Compressing using Spatial SVD in auto mode with multiplicity = 8 for rank rounding

def spatial_svd_auto_mode():

    sess = tf.compat.v1.Session()
    # Construct graph
    with sess.graph.as_default():
        _ = VGG16(weights=None, input_shape=(224, 224, 3))
        init = tf.compat.v1.global_variables_initializer()
    sess.run(init)

    # ignore first Conv2D op
    conv2d = sess.graph.get_operation_by_name('block1_conv1/Conv2D')
    modules_to_ignore = [conv2d]

    greedy_params = GreedySelectionParameters(target_comp_ratio=Decimal(0.8),
                                              num_comp_ratio_candidates=10,
                                              use_monotonic_fit=True,
                                              saved_eval_scores_dict=None)

    auto_params = SpatialSvdParameters.AutoModeParams(greedy_select_params=greedy_params,
                                                      modules_to_ignore=modules_to_ignore)

    params = SpatialSvdParameters(input_op_names=['input_1'], output_op_names=['predictions/Softmax'],
                                  mode=SpatialSvdParameters.Mode.auto, params=auto_params, multiplicity=8)
    input_shape = (1, 3, 224, 224)

    # Single call to compress the model
    compr_model_sess, stats = ModelCompressor.compress_model(sess=sess,
                                                             working_dir=str('./'),
                                                             eval_callback=evaluate_model,
                                                             eval_iterations=10,
                                                             input_shape=input_shape,
                                                             compress_scheme=CompressionScheme.spatial_svd,
                                                             cost_metric=CostMetric.mac,
                                                             parameters=params,
                                                             trainer=None)

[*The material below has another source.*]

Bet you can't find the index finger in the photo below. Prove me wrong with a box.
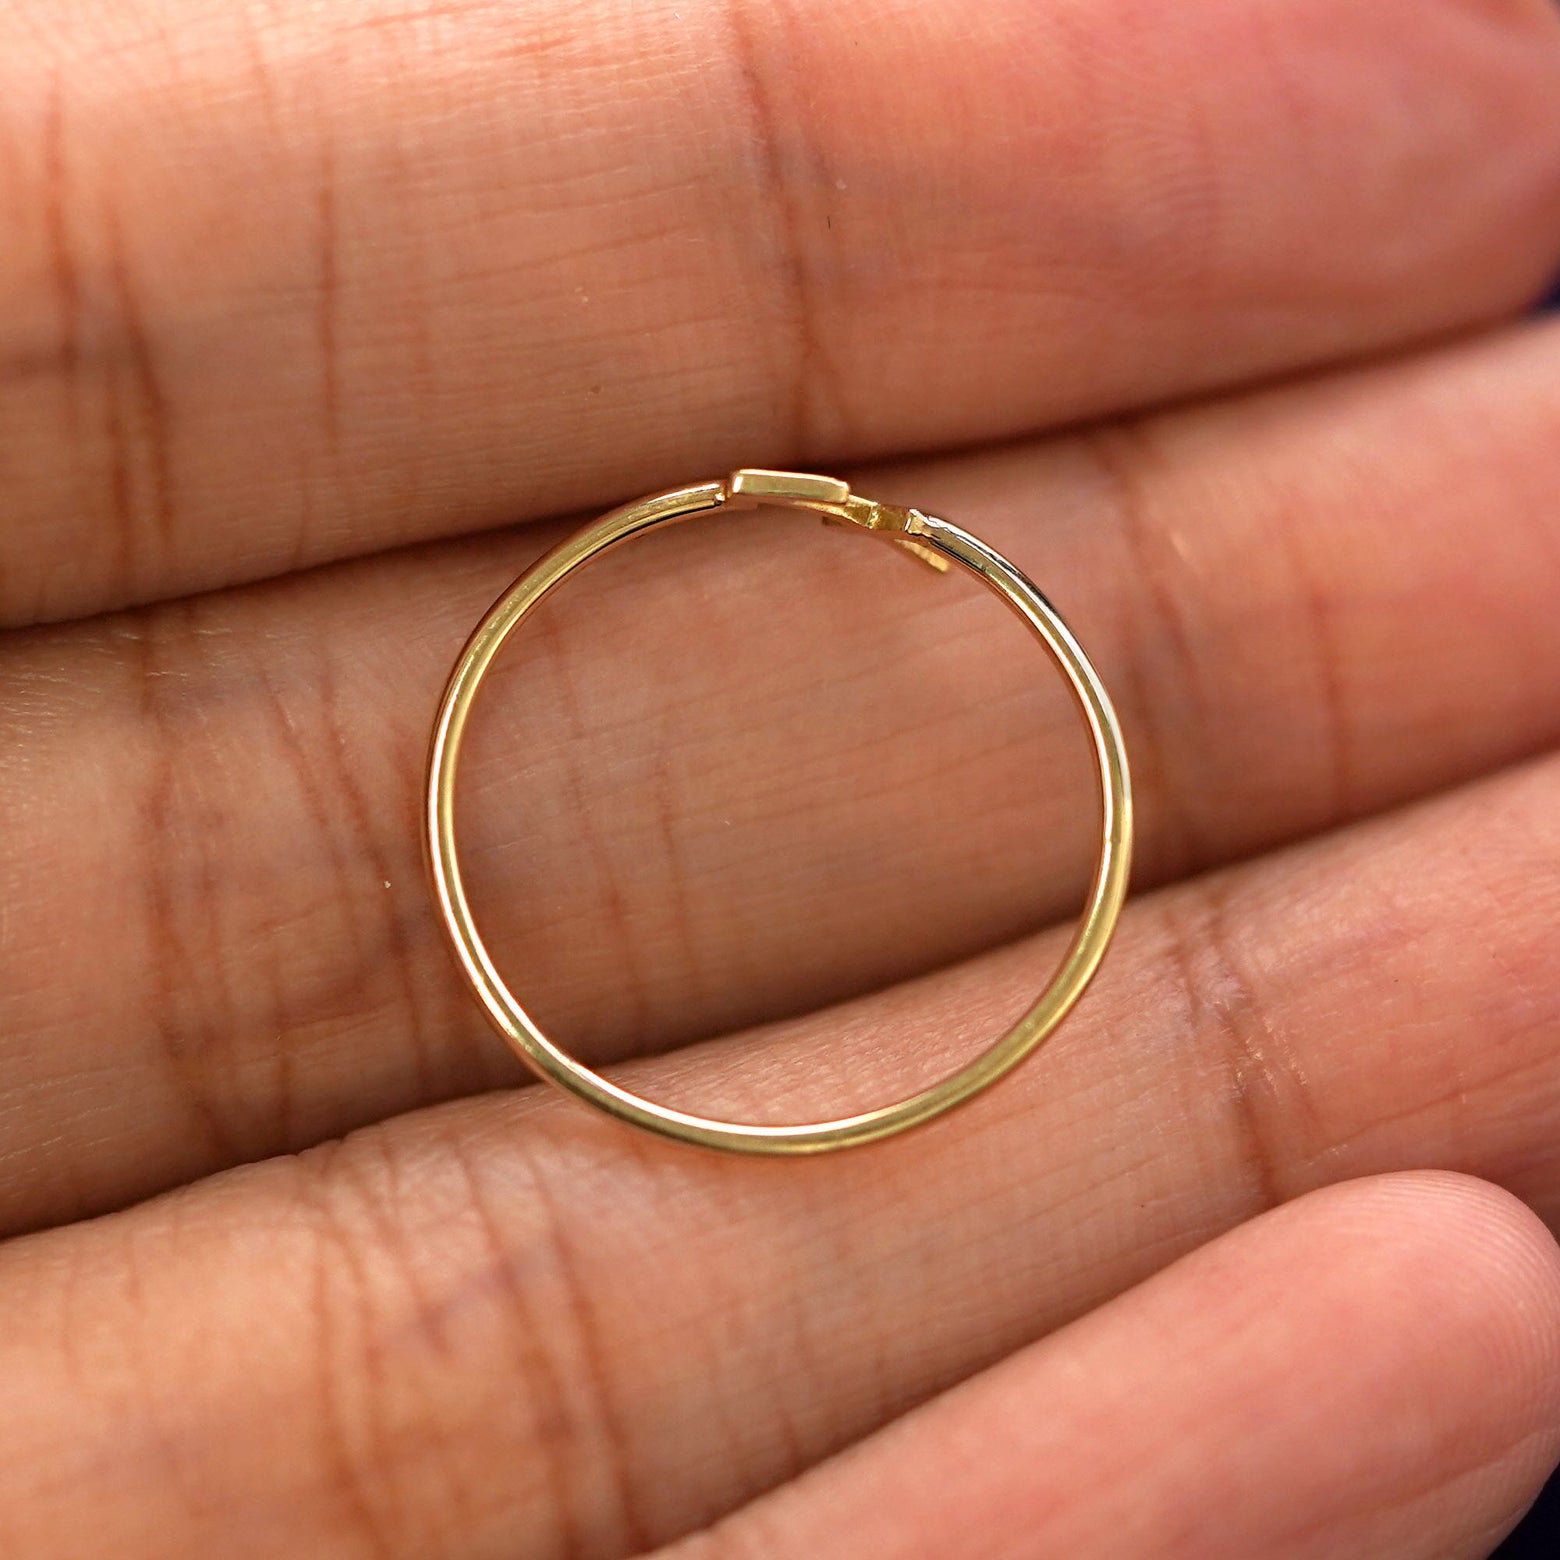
[1,0,1557,622]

    print(stats)    # Stats object can be pretty-printed easily

Compressing using Spatial SVD in manual mode

def spatial_svd_manual_mode():

    sess = tf.compat.v1.Session()
    # Construct graph
    with sess.graph.as_default():
        _ = VGG16(weights=None, input_shape=(224, 224, 3))
        init = tf.compat.v1.global_variables_initializer()
    sess.run(init)

    # Pick two convs to compress as examples
    conv2d = sess.graph.get_operation_by_name('block1_conv1/Conv2D')
    conv2d_1 = sess.graph.get_operation_by_name('block1_conv2/Conv2D')

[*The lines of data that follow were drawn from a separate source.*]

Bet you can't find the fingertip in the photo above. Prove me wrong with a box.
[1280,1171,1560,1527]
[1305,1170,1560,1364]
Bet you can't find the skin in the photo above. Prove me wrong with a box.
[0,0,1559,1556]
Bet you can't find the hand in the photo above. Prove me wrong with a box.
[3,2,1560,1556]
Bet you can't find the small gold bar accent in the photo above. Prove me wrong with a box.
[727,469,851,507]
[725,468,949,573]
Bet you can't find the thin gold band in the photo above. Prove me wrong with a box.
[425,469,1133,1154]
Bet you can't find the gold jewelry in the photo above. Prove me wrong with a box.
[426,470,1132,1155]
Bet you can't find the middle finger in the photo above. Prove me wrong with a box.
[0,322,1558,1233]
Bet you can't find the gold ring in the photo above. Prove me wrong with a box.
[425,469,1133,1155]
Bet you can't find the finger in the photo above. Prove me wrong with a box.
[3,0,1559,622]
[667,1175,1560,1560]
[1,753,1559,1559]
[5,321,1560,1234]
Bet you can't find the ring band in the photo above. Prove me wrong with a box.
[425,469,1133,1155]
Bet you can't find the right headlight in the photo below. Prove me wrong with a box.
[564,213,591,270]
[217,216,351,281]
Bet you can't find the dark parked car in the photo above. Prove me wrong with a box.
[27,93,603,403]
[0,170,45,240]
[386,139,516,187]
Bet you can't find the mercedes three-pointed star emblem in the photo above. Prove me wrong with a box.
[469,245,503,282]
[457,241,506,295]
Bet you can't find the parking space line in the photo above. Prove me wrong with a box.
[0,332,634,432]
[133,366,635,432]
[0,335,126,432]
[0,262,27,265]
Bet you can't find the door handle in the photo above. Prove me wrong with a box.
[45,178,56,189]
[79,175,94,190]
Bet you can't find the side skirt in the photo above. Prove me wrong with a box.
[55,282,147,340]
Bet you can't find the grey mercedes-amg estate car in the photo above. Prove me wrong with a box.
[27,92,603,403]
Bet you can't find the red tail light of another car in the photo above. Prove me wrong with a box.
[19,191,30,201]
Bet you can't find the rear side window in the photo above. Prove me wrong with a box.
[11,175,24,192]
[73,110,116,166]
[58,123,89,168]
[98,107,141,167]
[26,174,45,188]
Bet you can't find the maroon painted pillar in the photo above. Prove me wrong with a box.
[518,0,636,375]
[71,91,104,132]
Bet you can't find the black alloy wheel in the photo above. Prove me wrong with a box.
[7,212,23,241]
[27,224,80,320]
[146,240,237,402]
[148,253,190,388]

    # Specify the necessary parameters
    manual_params = SpatialSvdParameters.ManualModeParams([ModuleCompRatioPair(module=conv2d, comp_ratio=0.5),
                                                           ModuleCompRatioPair(module=conv2d_1, comp_ratio=0.4)])

    params = SpatialSvdParameters(input_op_names=['input_1'], output_op_names=['predictions/Softmax'],
                                  mode=SpatialSvdParameters.Mode.manual, params=manual_params)

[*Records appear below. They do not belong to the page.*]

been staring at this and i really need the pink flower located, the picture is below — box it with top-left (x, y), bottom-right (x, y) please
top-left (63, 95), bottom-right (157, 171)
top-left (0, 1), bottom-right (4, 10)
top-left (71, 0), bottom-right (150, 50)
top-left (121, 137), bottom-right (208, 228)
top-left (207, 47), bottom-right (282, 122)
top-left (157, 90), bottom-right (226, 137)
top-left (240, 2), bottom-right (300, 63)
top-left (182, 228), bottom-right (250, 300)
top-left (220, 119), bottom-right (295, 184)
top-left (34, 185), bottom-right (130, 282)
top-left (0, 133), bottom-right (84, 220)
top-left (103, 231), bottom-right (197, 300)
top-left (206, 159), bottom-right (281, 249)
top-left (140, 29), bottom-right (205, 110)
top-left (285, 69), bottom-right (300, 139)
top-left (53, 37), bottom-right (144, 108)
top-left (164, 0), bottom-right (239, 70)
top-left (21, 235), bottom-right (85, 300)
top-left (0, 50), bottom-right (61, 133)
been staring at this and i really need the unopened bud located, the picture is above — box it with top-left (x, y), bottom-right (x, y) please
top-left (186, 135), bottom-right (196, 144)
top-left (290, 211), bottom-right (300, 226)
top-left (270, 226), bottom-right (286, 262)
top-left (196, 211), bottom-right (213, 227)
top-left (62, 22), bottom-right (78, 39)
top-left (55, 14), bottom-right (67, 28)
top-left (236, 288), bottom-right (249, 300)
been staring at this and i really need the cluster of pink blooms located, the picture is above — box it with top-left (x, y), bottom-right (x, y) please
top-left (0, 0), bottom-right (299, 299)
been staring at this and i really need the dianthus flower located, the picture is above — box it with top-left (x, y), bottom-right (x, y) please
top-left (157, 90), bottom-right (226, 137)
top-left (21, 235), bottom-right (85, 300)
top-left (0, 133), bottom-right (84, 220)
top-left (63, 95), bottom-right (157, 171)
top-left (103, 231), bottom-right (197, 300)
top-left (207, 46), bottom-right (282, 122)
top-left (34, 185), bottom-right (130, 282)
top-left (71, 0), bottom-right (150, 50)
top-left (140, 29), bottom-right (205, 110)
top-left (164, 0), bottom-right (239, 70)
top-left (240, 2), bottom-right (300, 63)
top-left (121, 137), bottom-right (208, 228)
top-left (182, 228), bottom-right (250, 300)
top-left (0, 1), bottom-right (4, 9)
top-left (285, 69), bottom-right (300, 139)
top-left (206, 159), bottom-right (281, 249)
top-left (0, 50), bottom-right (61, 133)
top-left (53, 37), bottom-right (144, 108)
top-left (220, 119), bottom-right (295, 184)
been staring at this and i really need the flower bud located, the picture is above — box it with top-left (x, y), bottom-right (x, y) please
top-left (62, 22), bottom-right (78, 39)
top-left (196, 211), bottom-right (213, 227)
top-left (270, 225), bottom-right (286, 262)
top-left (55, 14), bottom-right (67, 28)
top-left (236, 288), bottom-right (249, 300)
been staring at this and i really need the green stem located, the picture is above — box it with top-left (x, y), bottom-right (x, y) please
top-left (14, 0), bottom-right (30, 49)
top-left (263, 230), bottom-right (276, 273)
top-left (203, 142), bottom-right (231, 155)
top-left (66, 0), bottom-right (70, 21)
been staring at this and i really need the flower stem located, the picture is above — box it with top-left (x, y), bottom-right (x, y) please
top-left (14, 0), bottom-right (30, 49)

    input_shape = (1, 3, 224, 224)

    # Single call to compress the model
    compr_model_sess, stats = ModelCompressor.compress_model(sess=sess,
                                                             working_dir=str('./'),
                                                             eval_callback=evaluate_model,
                                                             eval_iterations=10,
                                                             input_shape=input_shape,
                                                             compress_scheme=CompressionScheme.spatial_svd,
                                                             cost_metric=CostMetric.mac,
                                                             parameters=params,
                                                             trainer=None)

    print(stats)    # Stats object can be pretty-printed easily

Compressing using Channel Pruning in auto mode

def channel_pruning_auto_mode():

    sess = tf.compat.v1.Session()
    # Construct graph
    with sess.graph.as_default():
        _ = VGG16(weights=None, input_shape=(224, 224, 3))
        init = tf.compat.v1.global_variables_initializer()
    sess.run(init)

    # ignore first Conv2D op
    conv2d = sess.graph.get_operation_by_name('block1_conv1/Conv2D')
    modules_to_ignore = [conv2d]

    greedy_params = GreedySelectionParameters(target_comp_ratio=Decimal(0.8),
                                              num_comp_ratio_candidates=2,
                                              use_monotonic_fit=True,
                                              saved_eval_scores_dict=None)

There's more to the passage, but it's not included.